Jim Knowlson, who wrote to Beckett for the first time in 1970 as he set about creating a collection of the Irishman’s works for an exhibition at the University, said: “Previously, only about three minutes of Beckett’s voice existed, so these tapes provide an extremely rare insight into his life and character.”
“He hardly ever gave interviews, and I felt it was important that he didn’t feel ‘grilled’ when I spoke to him. So, during our conversations, we relaxed and laughed rather a lot; he sang to me; I sang a couple of George Brassens’ songs for him. We talked cricket, discussed his mother, his father, his brother, his aunt and uncles, his dogs, his nanny, local characters in Foxrock in Dublin, as well as his friendships with James Joyce, Jack B. Yeats, Tom MacGreevy.
“We talked about our shared sceptical attitude towards institutionalised religion but common love of certain Protestant hymns, and most importantly, he gave me a precise, detailed account of his clandestine activities for a cell of the Resistance in Paris during World War II.
“Except for being remastered, the tapes have been kept in our home safe for more than thirty years. Since I owe part of my career as a Beckett scholar, let alone becoming his ‘sole authorised biographer’ (Beckett’s words), to the fact that it was through the University of Reading that I met him so frequently to pick up the rich materials he had assembled for us, our family concluded that the tapes ought to be in Reading’s Beckett archive, So this is their new home and any rights that I held are now assigned to the ‘Beckett International Foundation’, a Charitable Trust of which the University is the Trustee.”
Causes for celebration
The donation comes after the University of Reading celebrated (belatedly because of Covid) the 50th anniversary of the original exhibition in 1971, which led to the establishment of the archive. The archive, managed by the Beckett International Foundation alongside Special Collections, is home to manuscripts, notebooks and papers related to the famed writer.

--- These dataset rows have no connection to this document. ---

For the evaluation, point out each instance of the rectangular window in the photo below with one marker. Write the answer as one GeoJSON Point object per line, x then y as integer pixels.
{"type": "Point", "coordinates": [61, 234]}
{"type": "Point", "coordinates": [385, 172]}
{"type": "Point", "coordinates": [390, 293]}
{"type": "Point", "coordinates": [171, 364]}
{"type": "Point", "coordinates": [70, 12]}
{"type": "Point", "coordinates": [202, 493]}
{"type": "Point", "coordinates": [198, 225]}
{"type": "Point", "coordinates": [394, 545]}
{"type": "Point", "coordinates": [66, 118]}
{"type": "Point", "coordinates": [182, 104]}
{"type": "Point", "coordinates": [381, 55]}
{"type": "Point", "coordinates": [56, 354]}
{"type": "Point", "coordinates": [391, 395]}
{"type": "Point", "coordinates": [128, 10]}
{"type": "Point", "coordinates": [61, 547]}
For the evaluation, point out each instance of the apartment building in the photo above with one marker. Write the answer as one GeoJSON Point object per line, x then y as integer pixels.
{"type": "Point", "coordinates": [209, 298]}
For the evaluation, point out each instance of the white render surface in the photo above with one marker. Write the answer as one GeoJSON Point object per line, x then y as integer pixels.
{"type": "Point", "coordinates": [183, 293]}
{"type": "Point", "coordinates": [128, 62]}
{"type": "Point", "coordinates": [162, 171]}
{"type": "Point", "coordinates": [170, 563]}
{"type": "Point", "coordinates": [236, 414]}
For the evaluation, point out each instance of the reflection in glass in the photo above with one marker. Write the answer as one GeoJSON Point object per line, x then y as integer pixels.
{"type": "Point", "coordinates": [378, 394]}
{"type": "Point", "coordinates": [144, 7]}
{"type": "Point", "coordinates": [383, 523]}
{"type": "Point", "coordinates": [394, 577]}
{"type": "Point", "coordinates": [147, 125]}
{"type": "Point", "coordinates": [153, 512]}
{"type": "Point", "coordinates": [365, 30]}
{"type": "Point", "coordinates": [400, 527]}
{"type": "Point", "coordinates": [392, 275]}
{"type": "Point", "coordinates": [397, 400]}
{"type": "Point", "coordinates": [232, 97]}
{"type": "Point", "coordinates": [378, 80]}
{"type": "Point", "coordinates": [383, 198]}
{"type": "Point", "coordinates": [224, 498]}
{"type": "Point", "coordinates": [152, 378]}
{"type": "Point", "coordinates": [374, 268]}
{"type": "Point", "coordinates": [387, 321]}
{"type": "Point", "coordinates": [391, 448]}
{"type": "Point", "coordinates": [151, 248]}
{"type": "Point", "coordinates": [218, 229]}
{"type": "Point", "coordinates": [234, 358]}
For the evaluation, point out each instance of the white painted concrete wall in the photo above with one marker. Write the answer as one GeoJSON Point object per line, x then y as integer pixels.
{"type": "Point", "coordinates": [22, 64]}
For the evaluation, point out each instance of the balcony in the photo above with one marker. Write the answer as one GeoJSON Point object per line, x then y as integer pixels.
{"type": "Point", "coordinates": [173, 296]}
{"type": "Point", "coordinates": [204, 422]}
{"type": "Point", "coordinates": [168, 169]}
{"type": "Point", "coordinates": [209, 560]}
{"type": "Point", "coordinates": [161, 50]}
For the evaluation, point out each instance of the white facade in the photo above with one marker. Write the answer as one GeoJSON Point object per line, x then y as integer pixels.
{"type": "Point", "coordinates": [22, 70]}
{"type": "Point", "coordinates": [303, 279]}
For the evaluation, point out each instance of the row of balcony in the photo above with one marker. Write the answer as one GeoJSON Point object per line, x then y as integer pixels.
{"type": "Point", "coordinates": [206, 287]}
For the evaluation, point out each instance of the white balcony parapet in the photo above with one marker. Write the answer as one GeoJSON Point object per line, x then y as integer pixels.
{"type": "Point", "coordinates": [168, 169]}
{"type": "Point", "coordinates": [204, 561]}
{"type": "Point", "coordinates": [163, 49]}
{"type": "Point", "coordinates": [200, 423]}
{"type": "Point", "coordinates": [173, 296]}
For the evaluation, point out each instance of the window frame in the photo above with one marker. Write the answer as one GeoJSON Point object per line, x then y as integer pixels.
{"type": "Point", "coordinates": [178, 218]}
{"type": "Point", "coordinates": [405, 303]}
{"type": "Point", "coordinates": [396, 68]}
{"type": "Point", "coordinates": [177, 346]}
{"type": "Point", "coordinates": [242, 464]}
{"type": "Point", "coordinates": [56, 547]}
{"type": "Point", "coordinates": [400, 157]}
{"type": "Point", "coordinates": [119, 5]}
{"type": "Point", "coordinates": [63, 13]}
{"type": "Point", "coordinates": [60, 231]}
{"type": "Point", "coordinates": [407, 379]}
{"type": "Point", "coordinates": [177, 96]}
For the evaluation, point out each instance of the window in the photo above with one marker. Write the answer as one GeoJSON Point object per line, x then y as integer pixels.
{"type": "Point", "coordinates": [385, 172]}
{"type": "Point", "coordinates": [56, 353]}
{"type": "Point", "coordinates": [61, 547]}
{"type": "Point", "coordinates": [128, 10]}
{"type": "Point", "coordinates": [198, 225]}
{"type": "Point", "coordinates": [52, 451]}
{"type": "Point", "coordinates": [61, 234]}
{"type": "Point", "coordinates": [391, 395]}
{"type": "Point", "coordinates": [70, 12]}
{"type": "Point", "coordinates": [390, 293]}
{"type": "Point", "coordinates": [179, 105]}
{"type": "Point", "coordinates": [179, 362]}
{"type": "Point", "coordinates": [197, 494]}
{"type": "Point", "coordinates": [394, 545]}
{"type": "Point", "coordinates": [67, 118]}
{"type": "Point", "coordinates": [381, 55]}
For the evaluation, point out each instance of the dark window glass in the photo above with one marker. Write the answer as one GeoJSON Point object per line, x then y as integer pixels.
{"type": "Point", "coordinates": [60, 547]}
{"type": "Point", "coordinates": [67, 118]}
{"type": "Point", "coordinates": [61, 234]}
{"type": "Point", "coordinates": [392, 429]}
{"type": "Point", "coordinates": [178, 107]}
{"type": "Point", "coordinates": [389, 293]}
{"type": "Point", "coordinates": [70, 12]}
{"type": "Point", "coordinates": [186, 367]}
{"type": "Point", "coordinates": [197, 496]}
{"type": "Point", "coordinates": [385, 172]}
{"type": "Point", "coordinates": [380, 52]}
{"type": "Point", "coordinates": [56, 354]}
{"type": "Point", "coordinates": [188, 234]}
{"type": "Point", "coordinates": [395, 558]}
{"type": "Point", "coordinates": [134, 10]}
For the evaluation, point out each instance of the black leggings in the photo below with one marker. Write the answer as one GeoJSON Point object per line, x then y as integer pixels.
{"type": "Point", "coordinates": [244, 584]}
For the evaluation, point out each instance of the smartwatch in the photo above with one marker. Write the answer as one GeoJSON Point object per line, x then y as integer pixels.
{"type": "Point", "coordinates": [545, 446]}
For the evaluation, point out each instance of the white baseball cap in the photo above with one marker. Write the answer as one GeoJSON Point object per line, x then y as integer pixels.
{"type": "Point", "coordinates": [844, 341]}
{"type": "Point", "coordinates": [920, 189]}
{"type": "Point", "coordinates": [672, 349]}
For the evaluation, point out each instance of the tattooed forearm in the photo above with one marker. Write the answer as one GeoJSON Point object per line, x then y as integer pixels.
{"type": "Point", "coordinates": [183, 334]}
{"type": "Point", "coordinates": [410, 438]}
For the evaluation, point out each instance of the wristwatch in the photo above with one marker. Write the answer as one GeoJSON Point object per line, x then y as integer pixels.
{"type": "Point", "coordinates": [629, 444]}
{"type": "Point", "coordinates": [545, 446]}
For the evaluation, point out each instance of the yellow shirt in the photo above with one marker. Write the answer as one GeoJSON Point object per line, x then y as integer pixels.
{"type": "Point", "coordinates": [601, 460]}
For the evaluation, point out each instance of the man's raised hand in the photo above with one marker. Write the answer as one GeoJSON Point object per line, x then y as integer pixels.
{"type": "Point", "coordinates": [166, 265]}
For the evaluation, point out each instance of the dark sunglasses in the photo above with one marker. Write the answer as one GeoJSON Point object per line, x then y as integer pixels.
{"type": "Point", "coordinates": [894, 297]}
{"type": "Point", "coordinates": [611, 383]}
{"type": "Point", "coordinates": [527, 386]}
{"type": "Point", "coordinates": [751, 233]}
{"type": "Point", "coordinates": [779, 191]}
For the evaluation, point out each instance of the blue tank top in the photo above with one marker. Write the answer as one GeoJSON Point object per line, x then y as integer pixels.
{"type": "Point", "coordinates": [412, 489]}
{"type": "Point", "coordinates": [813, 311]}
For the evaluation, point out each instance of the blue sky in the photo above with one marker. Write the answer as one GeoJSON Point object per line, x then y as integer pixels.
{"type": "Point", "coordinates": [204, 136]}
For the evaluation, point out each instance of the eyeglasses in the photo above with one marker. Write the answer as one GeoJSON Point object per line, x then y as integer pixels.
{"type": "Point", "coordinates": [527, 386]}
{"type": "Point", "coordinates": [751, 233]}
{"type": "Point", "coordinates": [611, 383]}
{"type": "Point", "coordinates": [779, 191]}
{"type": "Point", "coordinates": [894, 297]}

A packed weekend of literary events celebrating the anniversary took place on 4 and 5 November 2022, and featured talks by guest speakers from across the world as well as by University of Reading Beckett experts and current Beckett Creative Fellows. The fellowship provides recipients with a cash award and a mentorship opportunity with a leading Beckett scholar, as well as access to the Beckett holdings at the University’s Special Collections.
The University recently welcomed two new fellows, Claire Louise Bennett and Simon Okotie.
Bennett has written two acclaimed works of fiction Pond (2015) and Checkout 19 (2022). Having worked extensively in theatre, Bennett is a big admirer of Beckett’s plays and his prose has a major influence on her work. In an interview with The Guardian, she remarked how reading Beckett gives her ‘a sense of space and a kind of an ease.’
Okotie is a fiction writer and essayist who has written a trilogy of acclaimed novels, Whatever Happened to Harold Absalon?, In the Absence of Absalon, and After Absalon. Okotie readily acknowledges the influence of Beckett on his work.
Previous recipients who have enjoyed great success following their fellowships include Eimear McBride, Tim Parkinson, Robert McCrum, Hannah Khalil and Duncan Campbell.